One of Wall Street's top Asia experts isn't ruling out a U.S.-China trade war.
According to Yale University senior fellow Stephen Roach, the threat is still real, and it could take a big bite out of stocks.
"The bottom line is China has been one of President Trump's core economic issues, and I'd be surprised if he just capitulates on this," Roach told CNBC's "Trading Nation" on Wednesday. "We have to look at the risk of some type of trade tensions very seriously."
Roach, who was Morgan Stanley Asia chairman for five years, said it's hard to have confidence in White House trade policy when Trump administration officials are constantly changing their minds.
On Monday, Treasury Secretary Steven Mnuchin said on CNBC's "Squawk Box" that trade talks with China have yielded "very meaningful progress." About 24 hours later, President Donald Trump contradicted Mnuchin — declaring he wasn't satisfied with the recent trade discussions.
"The Treasury secretary says one thing, one day.
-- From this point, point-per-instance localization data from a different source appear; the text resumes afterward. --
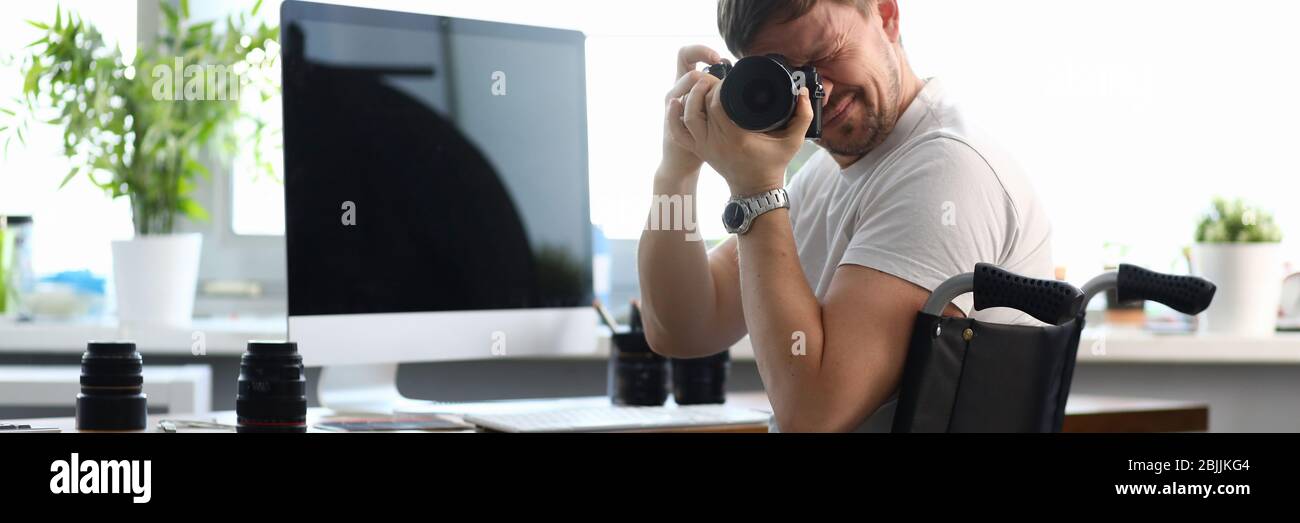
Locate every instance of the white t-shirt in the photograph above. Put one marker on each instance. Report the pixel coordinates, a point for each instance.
(934, 199)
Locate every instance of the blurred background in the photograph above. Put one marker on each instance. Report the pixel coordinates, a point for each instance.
(1130, 122)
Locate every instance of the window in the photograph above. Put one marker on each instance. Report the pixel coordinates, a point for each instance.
(1127, 121)
(73, 225)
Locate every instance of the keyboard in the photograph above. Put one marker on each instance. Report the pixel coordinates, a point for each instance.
(17, 428)
(619, 418)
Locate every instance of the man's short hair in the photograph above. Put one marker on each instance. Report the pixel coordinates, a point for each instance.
(739, 21)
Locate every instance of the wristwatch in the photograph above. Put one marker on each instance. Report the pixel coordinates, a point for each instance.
(740, 212)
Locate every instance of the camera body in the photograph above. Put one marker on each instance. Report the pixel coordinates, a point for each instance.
(759, 93)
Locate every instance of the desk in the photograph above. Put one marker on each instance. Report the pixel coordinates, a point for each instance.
(1083, 414)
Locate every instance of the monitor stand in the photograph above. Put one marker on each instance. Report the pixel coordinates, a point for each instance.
(373, 389)
(360, 389)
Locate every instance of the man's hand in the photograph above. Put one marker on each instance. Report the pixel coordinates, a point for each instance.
(680, 161)
(752, 163)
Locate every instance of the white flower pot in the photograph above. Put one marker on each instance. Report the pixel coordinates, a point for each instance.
(1249, 286)
(156, 277)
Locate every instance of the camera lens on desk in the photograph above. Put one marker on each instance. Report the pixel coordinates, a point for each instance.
(637, 375)
(272, 394)
(112, 396)
(701, 380)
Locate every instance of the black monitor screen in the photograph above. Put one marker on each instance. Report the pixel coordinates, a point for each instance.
(432, 163)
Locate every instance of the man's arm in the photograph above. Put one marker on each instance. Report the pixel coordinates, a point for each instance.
(854, 341)
(690, 297)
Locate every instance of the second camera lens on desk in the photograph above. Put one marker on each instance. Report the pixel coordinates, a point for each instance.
(272, 389)
(112, 380)
(637, 375)
(701, 380)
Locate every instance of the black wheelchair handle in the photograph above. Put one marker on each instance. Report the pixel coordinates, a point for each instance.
(1048, 301)
(1186, 294)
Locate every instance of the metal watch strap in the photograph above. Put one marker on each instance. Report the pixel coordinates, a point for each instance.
(759, 204)
(770, 201)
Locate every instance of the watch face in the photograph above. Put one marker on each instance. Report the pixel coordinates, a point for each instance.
(733, 216)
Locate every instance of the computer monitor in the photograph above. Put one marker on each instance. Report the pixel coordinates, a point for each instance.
(436, 194)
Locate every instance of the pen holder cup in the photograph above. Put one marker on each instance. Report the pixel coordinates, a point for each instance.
(637, 375)
(701, 380)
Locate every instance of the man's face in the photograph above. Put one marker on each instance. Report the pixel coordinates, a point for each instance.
(859, 69)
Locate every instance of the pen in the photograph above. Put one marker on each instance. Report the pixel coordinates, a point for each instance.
(605, 316)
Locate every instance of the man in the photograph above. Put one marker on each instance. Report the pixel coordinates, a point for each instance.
(902, 195)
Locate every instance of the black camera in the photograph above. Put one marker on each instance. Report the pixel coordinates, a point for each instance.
(759, 93)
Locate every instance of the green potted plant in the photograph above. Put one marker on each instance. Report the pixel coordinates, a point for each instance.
(1238, 249)
(138, 126)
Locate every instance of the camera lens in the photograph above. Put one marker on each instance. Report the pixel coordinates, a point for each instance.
(701, 380)
(637, 375)
(758, 93)
(272, 394)
(112, 396)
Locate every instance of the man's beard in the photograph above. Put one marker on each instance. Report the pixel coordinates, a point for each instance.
(875, 126)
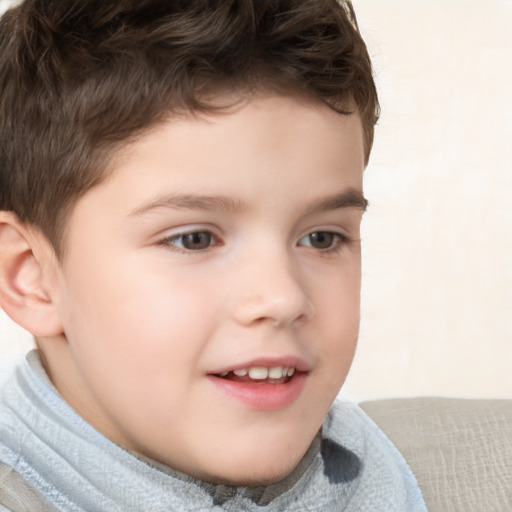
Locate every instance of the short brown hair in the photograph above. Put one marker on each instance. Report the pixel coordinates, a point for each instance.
(80, 77)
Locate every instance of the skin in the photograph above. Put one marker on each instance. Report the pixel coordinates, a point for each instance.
(145, 318)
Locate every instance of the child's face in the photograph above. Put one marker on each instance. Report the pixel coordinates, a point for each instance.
(219, 244)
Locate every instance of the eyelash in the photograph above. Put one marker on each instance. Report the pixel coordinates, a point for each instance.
(171, 241)
(338, 241)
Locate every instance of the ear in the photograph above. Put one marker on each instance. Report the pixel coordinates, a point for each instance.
(26, 259)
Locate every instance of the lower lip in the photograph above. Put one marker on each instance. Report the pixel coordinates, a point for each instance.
(263, 396)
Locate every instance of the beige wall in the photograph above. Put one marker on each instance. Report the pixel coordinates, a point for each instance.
(437, 283)
(437, 280)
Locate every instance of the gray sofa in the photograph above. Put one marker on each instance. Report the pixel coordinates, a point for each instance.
(459, 449)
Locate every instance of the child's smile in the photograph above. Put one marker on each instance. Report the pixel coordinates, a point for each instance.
(209, 289)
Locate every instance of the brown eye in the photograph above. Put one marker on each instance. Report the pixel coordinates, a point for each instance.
(195, 241)
(321, 239)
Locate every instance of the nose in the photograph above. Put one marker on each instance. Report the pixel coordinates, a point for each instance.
(270, 290)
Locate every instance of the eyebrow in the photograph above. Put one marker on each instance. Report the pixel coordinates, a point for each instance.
(350, 198)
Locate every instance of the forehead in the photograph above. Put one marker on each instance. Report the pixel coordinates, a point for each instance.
(261, 152)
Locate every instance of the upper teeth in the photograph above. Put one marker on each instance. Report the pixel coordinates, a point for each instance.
(261, 372)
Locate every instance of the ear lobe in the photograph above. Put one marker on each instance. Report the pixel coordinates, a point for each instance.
(23, 295)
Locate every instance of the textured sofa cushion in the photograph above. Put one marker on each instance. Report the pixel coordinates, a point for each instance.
(460, 450)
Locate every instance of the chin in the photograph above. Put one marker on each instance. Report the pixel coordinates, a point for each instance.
(254, 473)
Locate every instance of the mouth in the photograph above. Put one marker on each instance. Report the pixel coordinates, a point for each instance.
(261, 387)
(260, 375)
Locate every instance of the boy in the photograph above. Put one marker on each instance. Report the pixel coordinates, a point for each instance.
(181, 194)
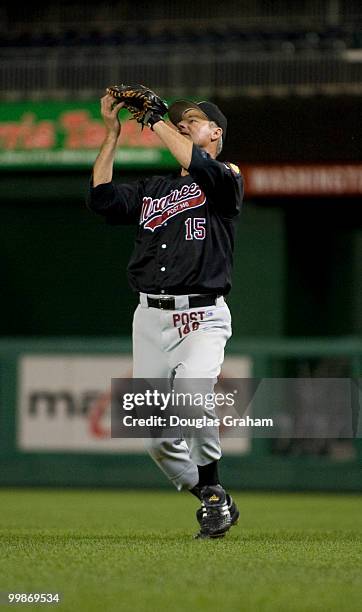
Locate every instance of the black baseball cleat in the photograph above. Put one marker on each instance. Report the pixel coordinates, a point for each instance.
(233, 509)
(214, 515)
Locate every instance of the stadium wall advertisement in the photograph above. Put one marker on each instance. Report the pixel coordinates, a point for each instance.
(64, 403)
(64, 135)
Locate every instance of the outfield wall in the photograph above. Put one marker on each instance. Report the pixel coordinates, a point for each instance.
(55, 419)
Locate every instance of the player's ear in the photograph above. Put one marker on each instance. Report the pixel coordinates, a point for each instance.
(216, 133)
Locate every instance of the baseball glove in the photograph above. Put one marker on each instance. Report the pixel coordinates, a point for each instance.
(146, 107)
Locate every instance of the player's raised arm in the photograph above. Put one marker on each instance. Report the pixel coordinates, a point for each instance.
(103, 166)
(179, 145)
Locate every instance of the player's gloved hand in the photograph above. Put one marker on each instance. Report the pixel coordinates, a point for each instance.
(146, 107)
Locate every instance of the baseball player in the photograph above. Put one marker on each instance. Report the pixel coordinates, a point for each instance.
(181, 269)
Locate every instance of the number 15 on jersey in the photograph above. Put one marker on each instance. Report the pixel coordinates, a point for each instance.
(195, 228)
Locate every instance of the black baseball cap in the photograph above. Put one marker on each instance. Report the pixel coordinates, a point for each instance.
(212, 112)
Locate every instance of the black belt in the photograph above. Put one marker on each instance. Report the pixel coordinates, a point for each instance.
(168, 303)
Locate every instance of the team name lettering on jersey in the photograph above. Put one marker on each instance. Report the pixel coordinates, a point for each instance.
(156, 211)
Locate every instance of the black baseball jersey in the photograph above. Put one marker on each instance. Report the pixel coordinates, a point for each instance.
(186, 226)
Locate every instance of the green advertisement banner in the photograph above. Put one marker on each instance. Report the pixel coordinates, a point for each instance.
(61, 135)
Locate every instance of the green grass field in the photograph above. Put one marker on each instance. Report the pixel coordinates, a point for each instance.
(133, 551)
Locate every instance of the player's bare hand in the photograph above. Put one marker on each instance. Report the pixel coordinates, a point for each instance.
(109, 111)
And, the president says something the next day," Roach said. "It's, sort of, back and forth in terms of getting clear and direct messages in what to make of this."
Trump has said he wants to impose tariffs on China as retaliation for a mammoth trade imbalance and alleged thefts of U.S intellectual property.
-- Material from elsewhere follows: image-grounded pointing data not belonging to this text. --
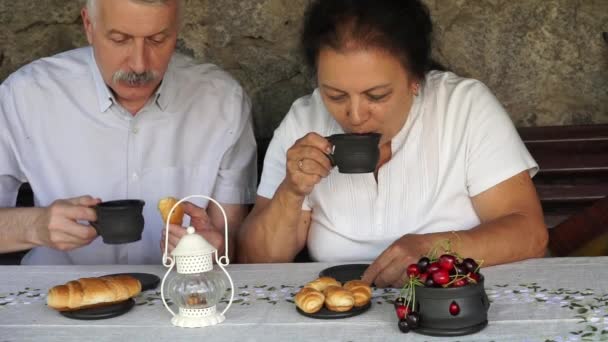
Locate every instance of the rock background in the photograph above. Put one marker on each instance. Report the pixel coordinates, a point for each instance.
(545, 59)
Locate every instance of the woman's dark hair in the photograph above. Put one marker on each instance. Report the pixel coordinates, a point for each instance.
(400, 27)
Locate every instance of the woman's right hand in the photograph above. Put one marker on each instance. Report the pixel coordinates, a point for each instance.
(307, 163)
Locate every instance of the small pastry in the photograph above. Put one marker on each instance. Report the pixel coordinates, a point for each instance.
(309, 300)
(338, 299)
(320, 284)
(360, 290)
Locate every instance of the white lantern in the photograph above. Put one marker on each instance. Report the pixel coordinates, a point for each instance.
(197, 288)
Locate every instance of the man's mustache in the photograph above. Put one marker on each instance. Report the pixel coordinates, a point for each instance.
(133, 78)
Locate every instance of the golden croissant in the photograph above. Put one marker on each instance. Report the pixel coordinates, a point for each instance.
(165, 205)
(338, 299)
(93, 292)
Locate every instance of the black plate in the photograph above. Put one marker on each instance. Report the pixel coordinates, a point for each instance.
(102, 312)
(451, 332)
(148, 281)
(325, 313)
(344, 273)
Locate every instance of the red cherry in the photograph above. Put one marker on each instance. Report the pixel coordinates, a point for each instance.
(433, 267)
(454, 309)
(413, 270)
(447, 262)
(460, 282)
(474, 277)
(402, 311)
(441, 277)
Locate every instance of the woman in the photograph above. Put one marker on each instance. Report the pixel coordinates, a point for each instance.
(452, 165)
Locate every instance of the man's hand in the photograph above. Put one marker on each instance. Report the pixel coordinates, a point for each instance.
(201, 222)
(59, 229)
(389, 269)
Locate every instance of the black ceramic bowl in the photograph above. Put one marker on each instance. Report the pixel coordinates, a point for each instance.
(433, 306)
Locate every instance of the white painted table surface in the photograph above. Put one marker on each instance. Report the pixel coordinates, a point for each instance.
(550, 299)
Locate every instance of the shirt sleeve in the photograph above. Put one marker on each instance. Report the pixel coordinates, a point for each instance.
(11, 176)
(495, 151)
(274, 170)
(237, 175)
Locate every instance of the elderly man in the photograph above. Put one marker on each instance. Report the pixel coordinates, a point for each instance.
(123, 118)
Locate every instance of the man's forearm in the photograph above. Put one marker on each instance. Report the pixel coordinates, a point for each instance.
(17, 228)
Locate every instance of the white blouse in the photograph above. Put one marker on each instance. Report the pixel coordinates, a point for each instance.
(457, 142)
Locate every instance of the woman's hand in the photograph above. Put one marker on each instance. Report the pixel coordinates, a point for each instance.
(307, 163)
(389, 269)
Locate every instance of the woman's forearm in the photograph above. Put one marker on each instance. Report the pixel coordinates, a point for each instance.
(506, 239)
(271, 232)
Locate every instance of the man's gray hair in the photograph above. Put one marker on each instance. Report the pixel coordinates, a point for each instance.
(91, 5)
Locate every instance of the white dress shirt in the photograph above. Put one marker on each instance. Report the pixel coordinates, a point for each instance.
(62, 131)
(457, 142)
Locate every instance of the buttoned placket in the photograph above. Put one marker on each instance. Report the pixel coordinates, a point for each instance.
(380, 203)
(133, 182)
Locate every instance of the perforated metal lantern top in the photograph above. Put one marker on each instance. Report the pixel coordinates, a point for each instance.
(196, 284)
(193, 254)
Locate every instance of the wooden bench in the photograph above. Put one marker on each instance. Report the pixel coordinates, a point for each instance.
(572, 185)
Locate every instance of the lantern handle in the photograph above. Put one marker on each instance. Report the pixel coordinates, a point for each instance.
(162, 285)
(224, 260)
(231, 283)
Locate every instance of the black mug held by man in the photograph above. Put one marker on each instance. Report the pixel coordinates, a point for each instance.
(354, 152)
(119, 221)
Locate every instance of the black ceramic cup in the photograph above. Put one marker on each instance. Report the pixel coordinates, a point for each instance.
(355, 153)
(119, 221)
(433, 305)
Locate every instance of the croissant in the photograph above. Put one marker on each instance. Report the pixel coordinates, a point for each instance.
(320, 284)
(360, 290)
(165, 205)
(92, 292)
(338, 299)
(309, 300)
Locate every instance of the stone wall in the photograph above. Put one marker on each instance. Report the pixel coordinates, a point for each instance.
(545, 59)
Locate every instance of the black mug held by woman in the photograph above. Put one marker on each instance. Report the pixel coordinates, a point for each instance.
(354, 152)
(119, 221)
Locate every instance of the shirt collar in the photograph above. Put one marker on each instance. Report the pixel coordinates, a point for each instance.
(166, 90)
(104, 95)
(106, 98)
Roach doesn't think the White House approach would be effective.
"Tariffs are a bad thing. Trade wars are not easy to win, as the president seems to suggest," he added.
Roach warned it could have dire consequences for a stock market that's already vulnerable to another steep pullback.
"We had a valuation spike early this year. The market moved up parabolically in 2017. We've come off a little bit in the last four months," Roach said. "But the price-earnings ratio that I look at cyclically, the adjusted price-earnings ratio, is still overextended by any standard of the imagination."